La loi, c'est bien, mais la réalité des services, c'est mieux. Concrètement, pas de bouleversements à la rentrée 2013, mais des ressources nouvelles seront disponibles pour divers publics : les professeurs des écoles (formation continue en ligne, ressources pédagogiques pour l'apprentissage de l'anglais), les écoles primaires (films courts sur les fondamentaux, anglais), le collège et le lycée (ressources en lignes des grands établissements scientifiques et culturels, accès aux sujets d'examens passés, en attente de corrigés à partir de 2014...), à la maison (orientation, inscriptions au lycée...). Certains services, comme le dispositif d'aide personnalisée "D'col" pour 30 000 élèves de 6e sera utilisé à la fois en classe et à la maison. Un accent particulier est porté sur la formation continue des enseignants, le numérique intervenant déjà pour 15% du volume annuel. Dans chaque académie il y aura un responsable désigné sur le numérique. Une inspectrice générale de l'éducation nationale, Catherine Bizot, est chargée de préfigurer la structuration nationale du pilotage du numérique, aussi bien pour l'administration que pour le pédagogique, qui devrait voir le jour avant fin 2013.

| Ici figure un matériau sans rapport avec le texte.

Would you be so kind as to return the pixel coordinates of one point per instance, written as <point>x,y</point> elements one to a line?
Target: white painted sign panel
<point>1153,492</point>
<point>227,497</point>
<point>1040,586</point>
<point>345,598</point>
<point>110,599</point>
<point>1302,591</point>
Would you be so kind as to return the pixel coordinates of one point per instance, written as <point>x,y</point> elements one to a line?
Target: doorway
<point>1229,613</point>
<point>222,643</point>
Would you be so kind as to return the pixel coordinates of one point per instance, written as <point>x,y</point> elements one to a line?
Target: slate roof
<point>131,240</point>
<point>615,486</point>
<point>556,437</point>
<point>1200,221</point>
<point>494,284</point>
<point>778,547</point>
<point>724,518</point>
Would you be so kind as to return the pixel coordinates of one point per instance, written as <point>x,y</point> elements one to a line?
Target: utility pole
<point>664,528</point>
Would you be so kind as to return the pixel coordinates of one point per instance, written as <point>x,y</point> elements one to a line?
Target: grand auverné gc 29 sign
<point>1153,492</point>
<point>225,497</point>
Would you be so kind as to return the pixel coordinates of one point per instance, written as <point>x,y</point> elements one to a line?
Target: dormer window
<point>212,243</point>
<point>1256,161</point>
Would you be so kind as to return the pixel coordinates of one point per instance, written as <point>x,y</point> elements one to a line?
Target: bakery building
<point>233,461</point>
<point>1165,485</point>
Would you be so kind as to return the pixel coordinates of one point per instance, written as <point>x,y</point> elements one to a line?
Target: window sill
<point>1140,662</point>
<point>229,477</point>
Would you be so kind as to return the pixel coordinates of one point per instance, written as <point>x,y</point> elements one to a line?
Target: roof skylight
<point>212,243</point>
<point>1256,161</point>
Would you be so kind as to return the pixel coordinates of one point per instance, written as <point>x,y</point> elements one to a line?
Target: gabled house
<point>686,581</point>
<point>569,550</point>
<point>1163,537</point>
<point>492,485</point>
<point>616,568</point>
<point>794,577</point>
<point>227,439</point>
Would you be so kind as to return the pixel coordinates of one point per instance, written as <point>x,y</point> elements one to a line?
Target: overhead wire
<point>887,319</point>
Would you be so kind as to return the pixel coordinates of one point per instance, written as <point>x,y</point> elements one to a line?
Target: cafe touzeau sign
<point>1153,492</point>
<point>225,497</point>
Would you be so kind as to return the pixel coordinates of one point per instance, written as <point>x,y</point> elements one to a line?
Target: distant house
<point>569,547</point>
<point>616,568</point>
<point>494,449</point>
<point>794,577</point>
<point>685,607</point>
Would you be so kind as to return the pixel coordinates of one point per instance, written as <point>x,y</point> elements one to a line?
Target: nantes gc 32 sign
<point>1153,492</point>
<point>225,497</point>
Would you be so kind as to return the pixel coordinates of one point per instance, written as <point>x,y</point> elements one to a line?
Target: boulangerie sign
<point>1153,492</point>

A noter que des "collèges connectés" vont servir de pilotes pour tester des usages. Chaque acteur devra s'engager :
- les conseils généraux sur l'équipement (raccordement au THD, ordinateurs, tablettes ou tableaux noirs interactifs...)
- l'équipe pédagogique sur le projet
- le rectorat sur la formation des enseignants et l'évaluation
- sans compter les élèves pour montrer que ça marche !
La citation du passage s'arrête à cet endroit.